Limitations & Future Work¶
- LayerSync relies on the assumption that "strong internal layers exist." For very small, shallow models, or those in extremely early training, it may not be clear which layer is suitable as a reference.
- Although it shows cross-modal effectiveness, similarity functions for complex structures like text, time series, or 3D might not work with simple cosine similarity. The authors suggest designing specialized alignment losses for hierarchical text or temporal patterns as a future direction.
- Long-term regularization strategies could be more granular. While main experiments didn't observe the long-term degradation found in some external guidance methods, whether LayerSync needs scheduling (e.g., stronger early on, weaker later) remains to be studied systematically.
- Efficiency metrics primarily focus on epochs, steps, FID, and local wall-clock comparisons. For massive video/audio models, end-to-end GPU hours, peak VRAM, throughput drop, and costs under different implementations should be reported.
- Layer selection heuristics are robust but still require manual setting of \(k,k'\) and \(\lambda\). Future work could automate layer selection or dynamically adjust the synchronization scope based on CKA/similarity during training.
Related Work & Insights¶
- vs REPA / REED: These use external models like DINOv2 or VLMs for guidance, providing strong signals but depending on external models. LayerSync uses internal deep representations, sacrificing some external semantic upper bounds for zero-extra-teacher, cross-domain usability, and lower overhead.
- vs Dispersive Loss: Also a self-contained, zero-extra-forward method, but it acts more like spreading representations in feature space, losing directional signal. LayerSync explicitly pulls weak layers toward strong semantic layers, making the target more directional and stronger across ImageNet scales.
- vs EMA / SRA-type self-alignment: EMA teachers avoid target drift but require model replicas or extra forwards, increasing training costs. LayerSync uses the same model's deep output via stop-gradient, retaining directional self-guidance while saving EMA overhead.
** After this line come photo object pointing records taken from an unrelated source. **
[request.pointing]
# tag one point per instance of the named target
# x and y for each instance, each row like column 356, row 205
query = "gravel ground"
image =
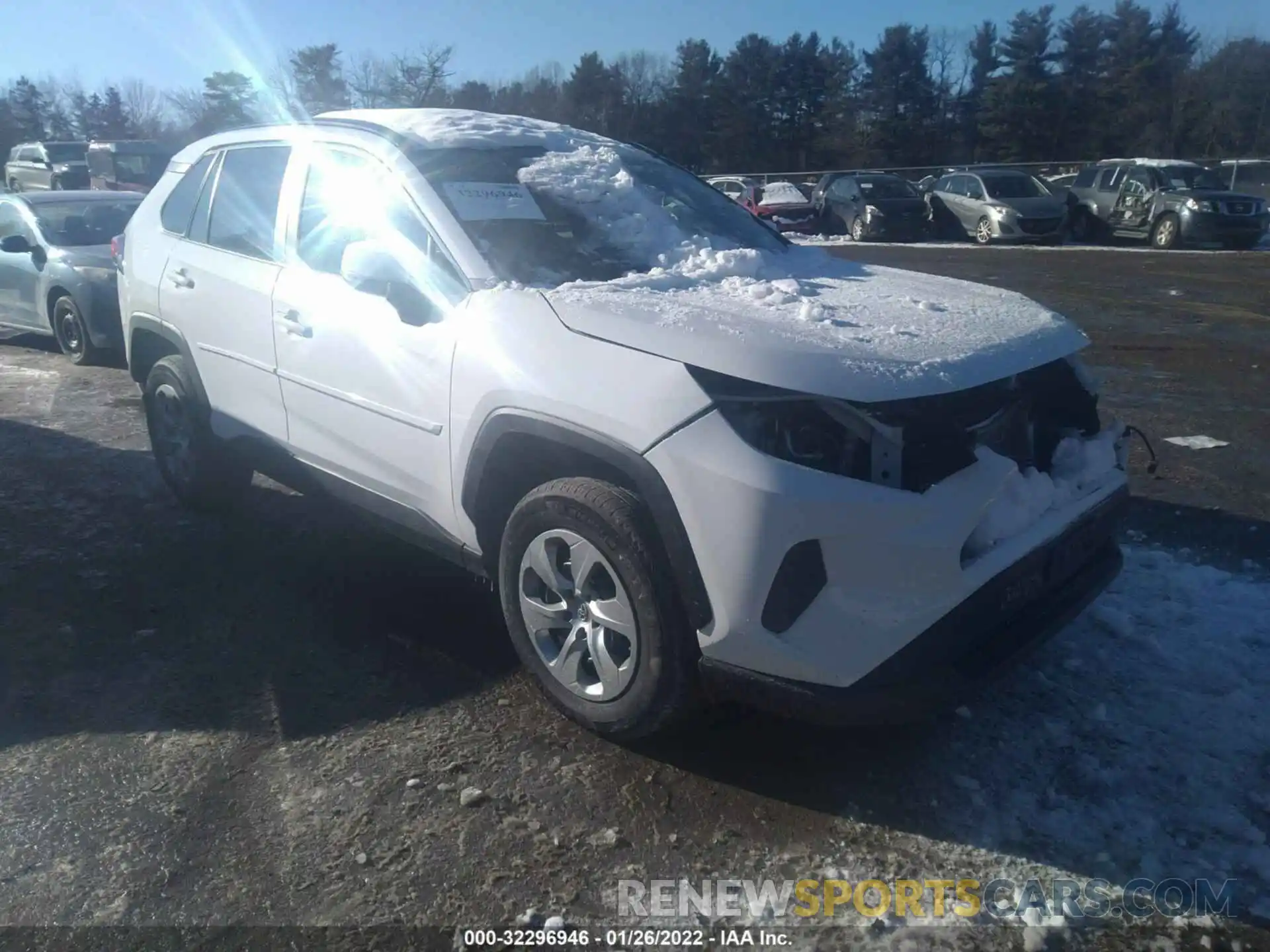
column 218, row 721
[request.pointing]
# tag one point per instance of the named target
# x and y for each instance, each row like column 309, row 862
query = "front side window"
column 66, row 151
column 12, row 221
column 245, row 205
column 588, row 214
column 79, row 223
column 179, row 206
column 351, row 197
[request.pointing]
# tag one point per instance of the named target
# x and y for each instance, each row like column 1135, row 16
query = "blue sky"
column 177, row 42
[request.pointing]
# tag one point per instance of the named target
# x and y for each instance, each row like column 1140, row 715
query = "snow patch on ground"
column 1080, row 467
column 1148, row 760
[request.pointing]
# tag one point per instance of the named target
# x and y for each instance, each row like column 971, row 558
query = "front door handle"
column 291, row 324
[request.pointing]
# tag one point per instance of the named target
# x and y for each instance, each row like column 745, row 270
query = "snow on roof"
column 783, row 193
column 466, row 128
column 1156, row 163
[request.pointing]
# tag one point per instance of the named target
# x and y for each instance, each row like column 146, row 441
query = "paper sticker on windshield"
column 486, row 201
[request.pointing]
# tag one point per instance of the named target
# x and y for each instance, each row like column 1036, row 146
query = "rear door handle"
column 291, row 324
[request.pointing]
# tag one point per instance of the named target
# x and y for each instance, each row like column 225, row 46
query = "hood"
column 1040, row 207
column 85, row 257
column 913, row 204
column 831, row 328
- Insights for other tasks: Many large models exhibit functional layer division and non-uniform quality. LayerSync's logic can transfer to multi-modal generation, video, speech, or even LLM intermediate layer training: instead of searching for external teachers, first ask if the model has reusable strong layers internally.
Rating¶
- Novelty: ⭐⭐⭐⭐☆ Converting mid-layer self-alignment into a parameter-free regularization for generative models is a simple yet effective solution to external teacher pain points.
- Experimental Thoroughness: ⭐⭐⭐⭐⭐ Covers image main results, cross-modal transfer, representation analysis, layer selection, \(\lambda\), LR alternatives, and combinations with external guidance.
- Writing Quality: ⭐⭐⭐⭐☆ Clear main narrative with solid formulas and organization; many tables in the appendix require the reader to bridge the layer selection logic to main conclusions.
- Value: ⭐⭐⭐⭐⭐ Highly practical for large-scale generative model training, especially when external teachers are missing or the cost is prohibitive.